In the interview, Mr Osborne also ruled out seeking any further concessions from the EU on immigration rules, saying his focus was on implementing restrictions on benefits negotiated by David Cameron earlier this year.

Mr Darling told ITV's Good Morning Britain that the consequence of a vote to leave the EU would be that "we'll have less money to spend on things like the NHS or education".

'Breaking pledges'

The Conservative government last year introduced legislation not to raise income tax rates, VAT or National Insurance for the duration of the Parliament.

Leave campaigners dismissed the warning from Mr Osborne.
Iain Duncan Smith, Liam Fox and Owen Paterson are among the Conservative MPs who have signed a statement saying they "cannot possibly allow" cuts to services their party promised to protect in their 2015 manifesto.
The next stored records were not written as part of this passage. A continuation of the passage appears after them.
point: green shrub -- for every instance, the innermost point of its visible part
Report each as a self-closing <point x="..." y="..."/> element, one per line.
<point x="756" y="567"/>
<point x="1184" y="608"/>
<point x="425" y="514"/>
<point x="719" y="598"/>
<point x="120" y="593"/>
'We find it incredible that the chancellor could seriously be threatening to renege on so many manifesto pledges," they said.


"It is absurd to say that if people vote to take back control from the EU that he would want to punish them in this way."


They added: "If he were to proceed with these proposals, the chancellor's position would become untenable."

'Shocked'

Conservative MP and Vote Leave campaigner Steve Baker said: "I am shocked that the chancellor is threatening to break so many key manifesto pledges on which all Conservative MPs were elected.
"I could not support these plans to cut the NHS and increase taxes on hardworking families."

And a senior Conservative told the BBC it was "laughable" to think Mr Osborne would still be chancellor if the UK voted to leave, adding: "He'll be carried away by the men in white coats before he gets the chance to make these ludicrous proposals."
And opposition sources told the BBC that no shadow Labour chancellor "would respond to an economic shock in this manner".

"Any credible economist would tell you that raising taxes or cutting spending or both in response to an economic shock is the wrong thing to do. It's deeply worryingly that this suggests the current Tory Chancellor thinks this is a sensible response," they said.